On 1/8/2014 5:35 AM, "Ola Fosheim Grøstad" <ola.fosheim.grostad+dl...@gmail.com>" wrote:
On Tuesday, 7 January 2014 at 20:06:47 UTC, Adam Wilson wrote:


counts for quite a bit. His biggest point however is that the
high-level API should be completely independent of the low-level API's.

That's not possible. The GPU pipeline defines a design space. For 2D
graphics it consists of texture atlases, shaders and how to obtain
"context coherency" and reduce the costs of overdraw. If you stay in
that design space and do it well, you get great speed and can afford to
have less efficient higher-level structures creating a framework that is
easier to use. The more low level headroom you have, the more high level
freedom you get.

It is very much possible. There are a number of high-level graphics APIs out there designed in just such a way, many of which predate shader APIs. Java2D is a prominent one. For the sort of package we're discussing here, you should never define the high-level API in terms of low-level API features. Shaders shouldn't even enter into the equation. That's the sort of backend implementation detail that users of the API shouldn't have to worry about.

What you're talking about is fine when you have the luxury of supporting a limited number of platforms, or are working in a specific application space (games, for instance). In those cases, performance is going to trump generality and you can model your API more closely to the hardware. But for a general-purpose graphics API that needs to be available on as many devices as possible, that's not going to work. And anything that's going to be considered for inclusion into Phobos probably should favor generality over performance. Ideally, the default backend should be software, so that the API can be used even when graphics hardware is not available (though I'm not saying that's a realistic target to start out with).

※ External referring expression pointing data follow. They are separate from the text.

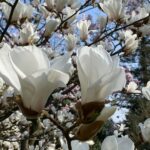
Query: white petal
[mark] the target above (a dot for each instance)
(146, 92)
(6, 70)
(106, 113)
(57, 78)
(125, 143)
(109, 143)
(62, 63)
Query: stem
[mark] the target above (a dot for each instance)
(63, 130)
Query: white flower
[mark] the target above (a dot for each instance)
(75, 144)
(99, 74)
(145, 129)
(27, 34)
(21, 11)
(71, 40)
(114, 9)
(50, 4)
(146, 91)
(51, 25)
(116, 143)
(145, 29)
(102, 21)
(132, 87)
(60, 4)
(86, 131)
(63, 63)
(83, 26)
(147, 6)
(74, 3)
(67, 13)
(131, 42)
(142, 13)
(27, 70)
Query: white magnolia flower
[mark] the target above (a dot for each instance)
(21, 11)
(146, 91)
(117, 143)
(74, 3)
(67, 13)
(132, 87)
(145, 29)
(51, 25)
(145, 129)
(142, 13)
(102, 21)
(75, 144)
(114, 9)
(27, 34)
(99, 74)
(83, 26)
(63, 63)
(60, 4)
(50, 4)
(71, 40)
(27, 69)
(86, 131)
(131, 42)
(147, 6)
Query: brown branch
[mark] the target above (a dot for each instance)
(117, 29)
(9, 20)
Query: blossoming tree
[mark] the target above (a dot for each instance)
(59, 70)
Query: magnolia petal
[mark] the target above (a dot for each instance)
(88, 62)
(111, 82)
(57, 78)
(106, 113)
(125, 143)
(62, 63)
(21, 57)
(146, 92)
(92, 61)
(109, 143)
(75, 144)
(6, 71)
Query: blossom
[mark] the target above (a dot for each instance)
(27, 34)
(50, 4)
(83, 26)
(131, 42)
(146, 91)
(74, 3)
(67, 13)
(145, 130)
(99, 74)
(75, 144)
(114, 9)
(51, 25)
(27, 69)
(102, 20)
(117, 143)
(21, 11)
(71, 41)
(87, 130)
(142, 13)
(132, 87)
(60, 4)
(145, 29)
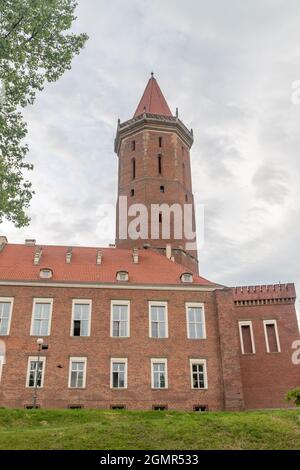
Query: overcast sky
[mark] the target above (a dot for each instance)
(229, 68)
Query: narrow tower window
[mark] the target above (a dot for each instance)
(133, 168)
(159, 158)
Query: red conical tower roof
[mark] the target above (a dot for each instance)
(153, 101)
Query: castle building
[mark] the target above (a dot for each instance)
(134, 325)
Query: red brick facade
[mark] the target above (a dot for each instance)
(233, 344)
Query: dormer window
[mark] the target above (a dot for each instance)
(46, 273)
(122, 276)
(186, 277)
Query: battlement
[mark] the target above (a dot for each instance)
(264, 294)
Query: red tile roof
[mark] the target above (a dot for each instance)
(153, 101)
(16, 264)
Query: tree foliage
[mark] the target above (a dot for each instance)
(294, 396)
(35, 47)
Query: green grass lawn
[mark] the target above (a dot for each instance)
(148, 430)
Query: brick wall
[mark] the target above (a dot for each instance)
(99, 348)
(268, 376)
(175, 177)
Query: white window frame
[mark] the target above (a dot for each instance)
(246, 323)
(159, 361)
(84, 302)
(36, 359)
(195, 305)
(158, 304)
(271, 322)
(77, 359)
(119, 302)
(123, 360)
(41, 300)
(11, 301)
(204, 363)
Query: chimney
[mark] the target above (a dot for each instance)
(69, 255)
(169, 250)
(3, 242)
(30, 242)
(135, 255)
(99, 257)
(37, 255)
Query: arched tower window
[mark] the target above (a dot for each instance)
(133, 168)
(159, 163)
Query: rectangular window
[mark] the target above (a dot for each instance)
(158, 319)
(77, 372)
(2, 359)
(198, 373)
(119, 324)
(6, 306)
(271, 336)
(41, 317)
(35, 372)
(81, 317)
(159, 373)
(118, 374)
(159, 161)
(246, 337)
(195, 318)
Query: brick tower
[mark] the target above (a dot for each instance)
(154, 169)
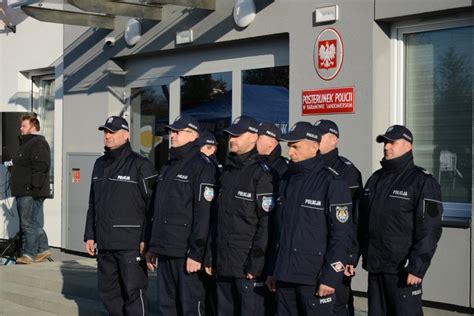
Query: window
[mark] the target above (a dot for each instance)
(149, 116)
(438, 102)
(265, 95)
(208, 98)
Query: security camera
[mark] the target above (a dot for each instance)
(109, 41)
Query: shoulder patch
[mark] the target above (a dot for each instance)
(333, 171)
(206, 159)
(346, 161)
(265, 166)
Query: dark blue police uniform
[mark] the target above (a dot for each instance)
(399, 228)
(313, 219)
(181, 219)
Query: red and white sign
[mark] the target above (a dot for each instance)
(328, 54)
(329, 101)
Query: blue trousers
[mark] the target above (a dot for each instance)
(30, 211)
(123, 281)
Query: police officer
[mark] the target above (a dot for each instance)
(269, 148)
(344, 304)
(122, 183)
(399, 227)
(315, 230)
(208, 143)
(181, 216)
(244, 203)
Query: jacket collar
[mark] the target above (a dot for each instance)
(331, 157)
(309, 165)
(188, 150)
(273, 156)
(119, 152)
(240, 161)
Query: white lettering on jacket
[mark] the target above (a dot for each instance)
(400, 193)
(247, 195)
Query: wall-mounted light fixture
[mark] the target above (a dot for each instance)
(326, 14)
(244, 12)
(133, 32)
(184, 37)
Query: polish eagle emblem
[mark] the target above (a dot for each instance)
(327, 54)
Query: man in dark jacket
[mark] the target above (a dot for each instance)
(399, 227)
(245, 200)
(181, 219)
(269, 148)
(344, 305)
(122, 183)
(30, 186)
(314, 229)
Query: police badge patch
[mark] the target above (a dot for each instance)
(338, 266)
(342, 213)
(268, 203)
(208, 193)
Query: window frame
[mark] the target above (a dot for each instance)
(455, 214)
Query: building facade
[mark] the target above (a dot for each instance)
(364, 64)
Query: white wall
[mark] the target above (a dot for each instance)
(35, 46)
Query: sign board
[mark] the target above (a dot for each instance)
(328, 101)
(328, 54)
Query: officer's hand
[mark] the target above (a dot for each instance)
(210, 270)
(192, 265)
(151, 261)
(324, 290)
(271, 284)
(142, 249)
(350, 271)
(413, 280)
(90, 247)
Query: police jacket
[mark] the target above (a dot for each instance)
(349, 172)
(314, 225)
(31, 165)
(245, 199)
(400, 218)
(122, 183)
(182, 204)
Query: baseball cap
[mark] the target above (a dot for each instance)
(241, 125)
(303, 130)
(327, 126)
(206, 138)
(114, 123)
(269, 129)
(182, 122)
(395, 132)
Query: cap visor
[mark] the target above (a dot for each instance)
(383, 138)
(291, 138)
(103, 127)
(232, 130)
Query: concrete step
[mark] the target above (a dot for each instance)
(51, 302)
(64, 288)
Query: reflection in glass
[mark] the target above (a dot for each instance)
(208, 98)
(265, 95)
(150, 114)
(438, 101)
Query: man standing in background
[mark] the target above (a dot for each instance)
(30, 186)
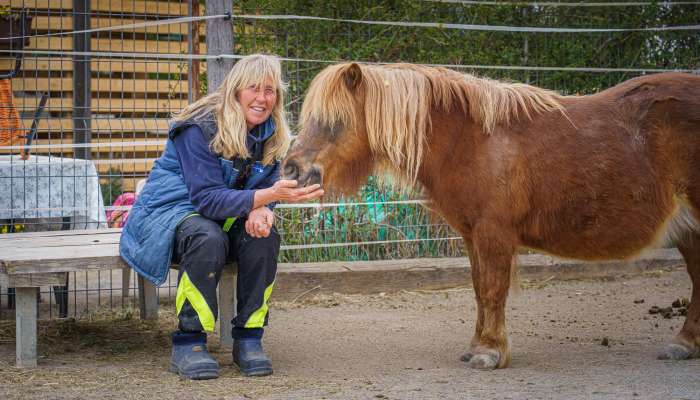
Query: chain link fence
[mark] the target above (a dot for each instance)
(87, 90)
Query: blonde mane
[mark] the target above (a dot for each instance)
(398, 99)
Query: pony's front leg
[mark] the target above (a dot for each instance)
(474, 262)
(495, 253)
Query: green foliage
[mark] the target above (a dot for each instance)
(327, 40)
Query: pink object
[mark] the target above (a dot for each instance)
(117, 218)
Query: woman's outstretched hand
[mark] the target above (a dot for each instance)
(287, 191)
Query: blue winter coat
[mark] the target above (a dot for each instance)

I realize that we're in an age where GPU programming is becoming more common and even cell phones have good hardware acceleration, but another consideration is the target audience. If you want an API that a non-graphics programmer can more easily get up to speed with, then that's another reason that you can't let the low-level influence the design. The closer you get to the details, the more difficult it is to learn.

It's quite possible to put together a reasonably performant, easy-to-use, general purpose graphics API that can take advantage of the best renderer on a given platform without letting the low-level details leak into the high-level design.